Tuesday, July 13, 2010

10 Ways to Look Hot Without Breaking the Bank

One of the biggest expenses in a women’s budget comes from beauty and cosmetic products. Here are ten ways you can keep looking great without spending a fortune:
Shop at drugstores like Walgreens or CVS. It may seem that it is necessary to shop at big box stores like Wal-Mart to get the best price on cosmetics, but this is not typically true for the following reasons:
  • Drugstores offer great sales. Each week, scour the advertisement flyers that come with the Sunday newspaper. Drugstores will often have “buy one get one free” or “buy one get one half off” deals. When a product you use regularly goes on sale, stock up and save big bucks.
  • Stores like Walgreens, CVS, or even ULTA, can save you money because of their return policies. These stores allow you to open a cosmetic product, try it, and then return the used product if you don’t like it. Cosmetic products can be hit or miss. It is a huge waste of money to buy something and then abandon it with 90% of the product left.

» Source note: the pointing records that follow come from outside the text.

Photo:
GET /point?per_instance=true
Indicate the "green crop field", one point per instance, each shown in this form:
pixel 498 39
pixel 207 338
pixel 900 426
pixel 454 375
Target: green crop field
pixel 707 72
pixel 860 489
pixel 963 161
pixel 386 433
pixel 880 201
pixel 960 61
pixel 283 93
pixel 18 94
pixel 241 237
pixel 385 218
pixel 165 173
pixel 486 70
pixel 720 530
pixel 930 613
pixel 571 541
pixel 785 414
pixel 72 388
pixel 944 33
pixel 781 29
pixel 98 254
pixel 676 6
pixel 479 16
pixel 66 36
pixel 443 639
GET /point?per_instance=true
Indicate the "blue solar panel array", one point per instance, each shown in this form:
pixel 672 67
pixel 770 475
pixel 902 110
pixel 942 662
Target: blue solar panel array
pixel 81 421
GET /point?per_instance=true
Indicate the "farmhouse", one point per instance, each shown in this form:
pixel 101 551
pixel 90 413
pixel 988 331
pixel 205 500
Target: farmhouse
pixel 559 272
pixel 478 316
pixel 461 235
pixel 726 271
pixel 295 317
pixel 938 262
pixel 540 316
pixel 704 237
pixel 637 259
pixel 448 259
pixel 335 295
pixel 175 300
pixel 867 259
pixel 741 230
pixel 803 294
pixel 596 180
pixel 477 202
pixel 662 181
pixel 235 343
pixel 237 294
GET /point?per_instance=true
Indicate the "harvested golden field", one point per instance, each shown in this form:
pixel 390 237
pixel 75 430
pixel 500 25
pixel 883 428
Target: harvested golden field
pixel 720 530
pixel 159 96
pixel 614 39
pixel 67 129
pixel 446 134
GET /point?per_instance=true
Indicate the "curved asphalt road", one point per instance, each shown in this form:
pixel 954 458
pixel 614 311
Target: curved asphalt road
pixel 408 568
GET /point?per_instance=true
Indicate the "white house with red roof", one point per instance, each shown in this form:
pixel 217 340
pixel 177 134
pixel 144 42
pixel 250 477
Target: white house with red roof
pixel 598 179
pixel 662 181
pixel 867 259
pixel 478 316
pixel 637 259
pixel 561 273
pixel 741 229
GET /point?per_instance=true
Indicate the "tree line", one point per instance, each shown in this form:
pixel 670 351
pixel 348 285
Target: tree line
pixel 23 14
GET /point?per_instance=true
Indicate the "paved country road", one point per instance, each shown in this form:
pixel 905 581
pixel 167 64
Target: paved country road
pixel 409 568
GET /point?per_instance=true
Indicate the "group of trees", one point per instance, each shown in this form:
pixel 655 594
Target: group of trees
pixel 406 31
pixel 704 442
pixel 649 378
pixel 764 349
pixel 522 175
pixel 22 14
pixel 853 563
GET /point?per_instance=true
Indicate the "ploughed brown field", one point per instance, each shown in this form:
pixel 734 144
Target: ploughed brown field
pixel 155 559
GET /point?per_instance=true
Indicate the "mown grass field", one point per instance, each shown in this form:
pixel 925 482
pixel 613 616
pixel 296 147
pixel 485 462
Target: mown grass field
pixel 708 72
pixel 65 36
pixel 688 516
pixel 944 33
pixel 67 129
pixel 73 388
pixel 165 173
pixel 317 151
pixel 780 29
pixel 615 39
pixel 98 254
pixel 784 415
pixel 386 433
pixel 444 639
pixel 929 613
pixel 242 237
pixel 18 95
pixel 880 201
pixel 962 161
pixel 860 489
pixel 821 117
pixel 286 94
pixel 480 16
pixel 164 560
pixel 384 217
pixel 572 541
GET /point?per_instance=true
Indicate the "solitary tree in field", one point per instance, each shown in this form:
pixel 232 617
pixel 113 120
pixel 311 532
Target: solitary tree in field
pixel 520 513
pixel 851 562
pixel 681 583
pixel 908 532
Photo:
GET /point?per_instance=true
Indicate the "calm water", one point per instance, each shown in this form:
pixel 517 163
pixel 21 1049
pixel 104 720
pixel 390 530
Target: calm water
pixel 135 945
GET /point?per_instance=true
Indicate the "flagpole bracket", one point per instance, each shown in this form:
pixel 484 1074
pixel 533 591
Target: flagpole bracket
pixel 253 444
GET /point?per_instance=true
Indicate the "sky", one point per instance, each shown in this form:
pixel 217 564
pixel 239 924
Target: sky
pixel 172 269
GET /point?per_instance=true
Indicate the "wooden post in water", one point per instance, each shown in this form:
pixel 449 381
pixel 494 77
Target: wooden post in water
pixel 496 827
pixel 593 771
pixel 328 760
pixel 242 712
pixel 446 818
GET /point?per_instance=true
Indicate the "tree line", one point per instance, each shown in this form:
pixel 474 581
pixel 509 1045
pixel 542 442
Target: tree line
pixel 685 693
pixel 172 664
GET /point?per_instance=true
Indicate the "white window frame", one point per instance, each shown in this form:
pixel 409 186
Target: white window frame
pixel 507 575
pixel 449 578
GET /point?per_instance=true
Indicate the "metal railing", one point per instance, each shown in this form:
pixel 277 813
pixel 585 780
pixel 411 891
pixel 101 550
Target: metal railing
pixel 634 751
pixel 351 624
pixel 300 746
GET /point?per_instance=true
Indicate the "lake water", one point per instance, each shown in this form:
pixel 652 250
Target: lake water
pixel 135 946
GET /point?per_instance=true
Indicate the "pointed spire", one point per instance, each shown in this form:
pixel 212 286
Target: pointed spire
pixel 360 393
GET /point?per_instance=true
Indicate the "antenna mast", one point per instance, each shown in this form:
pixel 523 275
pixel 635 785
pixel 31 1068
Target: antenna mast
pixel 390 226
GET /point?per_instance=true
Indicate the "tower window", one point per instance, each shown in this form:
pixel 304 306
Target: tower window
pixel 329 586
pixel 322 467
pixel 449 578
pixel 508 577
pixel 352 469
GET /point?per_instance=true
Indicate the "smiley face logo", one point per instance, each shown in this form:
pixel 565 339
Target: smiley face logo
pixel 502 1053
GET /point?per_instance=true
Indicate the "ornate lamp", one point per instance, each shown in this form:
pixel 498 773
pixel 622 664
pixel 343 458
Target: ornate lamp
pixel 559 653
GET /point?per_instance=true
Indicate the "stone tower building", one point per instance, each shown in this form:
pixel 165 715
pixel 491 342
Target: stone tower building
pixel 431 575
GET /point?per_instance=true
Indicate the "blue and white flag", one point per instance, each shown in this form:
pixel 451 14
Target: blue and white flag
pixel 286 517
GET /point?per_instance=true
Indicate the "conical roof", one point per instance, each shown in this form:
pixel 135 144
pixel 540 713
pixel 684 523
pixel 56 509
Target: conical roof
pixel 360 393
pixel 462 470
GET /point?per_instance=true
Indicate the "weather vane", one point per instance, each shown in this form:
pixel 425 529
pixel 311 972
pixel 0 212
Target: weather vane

  • I am not sure about other drugstores, but at Walgreens the “beauty advisors” cut out the Sunday coupons themselves and have a stash behind the counter. Buy your cosmetics at the specific beauty counter and ask the cashier if there are any coupons for the products you are buying. Some of the cashiers are lazy and won’t offer them unless you ask.
If you find something you like, stick with it. The cosmetics aisle sings a siren song. There are a myriad of products found there, and each trumpets a different claim (Anti-aging! Anti-acne! Sunscreen! Moisturizing! Firmness!). The endless options can absolutely paralyze you. You will find yourself confused and vulnerable to an impulse buy. Just keep picking the old standards. You know they work. A new product will probably not change your life.
Use a concealer brush instead of your finger. The concealer will go on smoother and offer better coverage. Yet you will use 1/2 to 1/3 the amount you would with your finger.
Buy products that offer “2 in 1″ features. These products can save you both time and money. Here are some examples:
  • Moisturizers or foundations with sunscreen.
  • Facial cleansing wipes that remove your eye make-up and also clean your face.
  • Foundations and concealers that offer “shade matching” properties. These are foundations like Covergirl Trueblend that are able to change color to match your skin tone. This is useful because you may typcially have fair skin, but might occasionally be out in the sun and get browner. With a shade matching product, you don’t have to have different foundations and concealers for your changing skin tones.
In most cases, store brand products work just as well as the pricey department store brands. Cosmetic products are not required to prove their efficacy or undergo scientific testing or approval from the FDA. So much of the higher price comes from sleeker packaging, marketing, and ingredients that apparently come from deep water springs in the tropics.
  • For example: According to the NYT: “A study of wrinkle creams published last month by Consumer Reports concluded that there was no correlation between price and effectiveness. The study, which tested nine brands of wrinkle creams over 12 weeks, also concluded that none of the products reduced the depth of wrinkles by more than 10 percent, an amount “barely visible to the naked eye.”
  • The Consumer Reports study also found that “a three-step regimen of Olay Regenerist products costing $57 was slightly more effective at reducing the appearance of wrinkles than a $135 tube of StriVectin-SD or a $335 combination of two La Prairie Cellular lotions.”
  • Even pricey Proactive doesn’t work any better than a drugstore benzoyl peroxide product at taming acne.
Put your face on a skin care “diet.” Many dermatologists say that putting too much gook on your face is counteractive. According the NYT, Dermatologists are “prescribing simplified skin-care routines requiring at most three steps: soap; sunscreen every day, no matter the weather or the season; and, if necessary, a product tailored to specific skin needs, whether a cream for pimples or pigmented spots, or a vitamin-enriched moisturizer for aging skin. Each product, they say, can be bought at drugstores for $30 or less.”
It is okay to have a couple of splurge items. There are some rare cases where pricier products do work better than the drugstore brands. For example I once tried a friend’s MAC eyeliner and was hooked. It is by far the best eyeliner I have tried. Yet it costs twice as much as the drugstore brands. My solution? I ask for it as a stocking stuffer each year at Christmas. And it is such a great product, it lasts all year.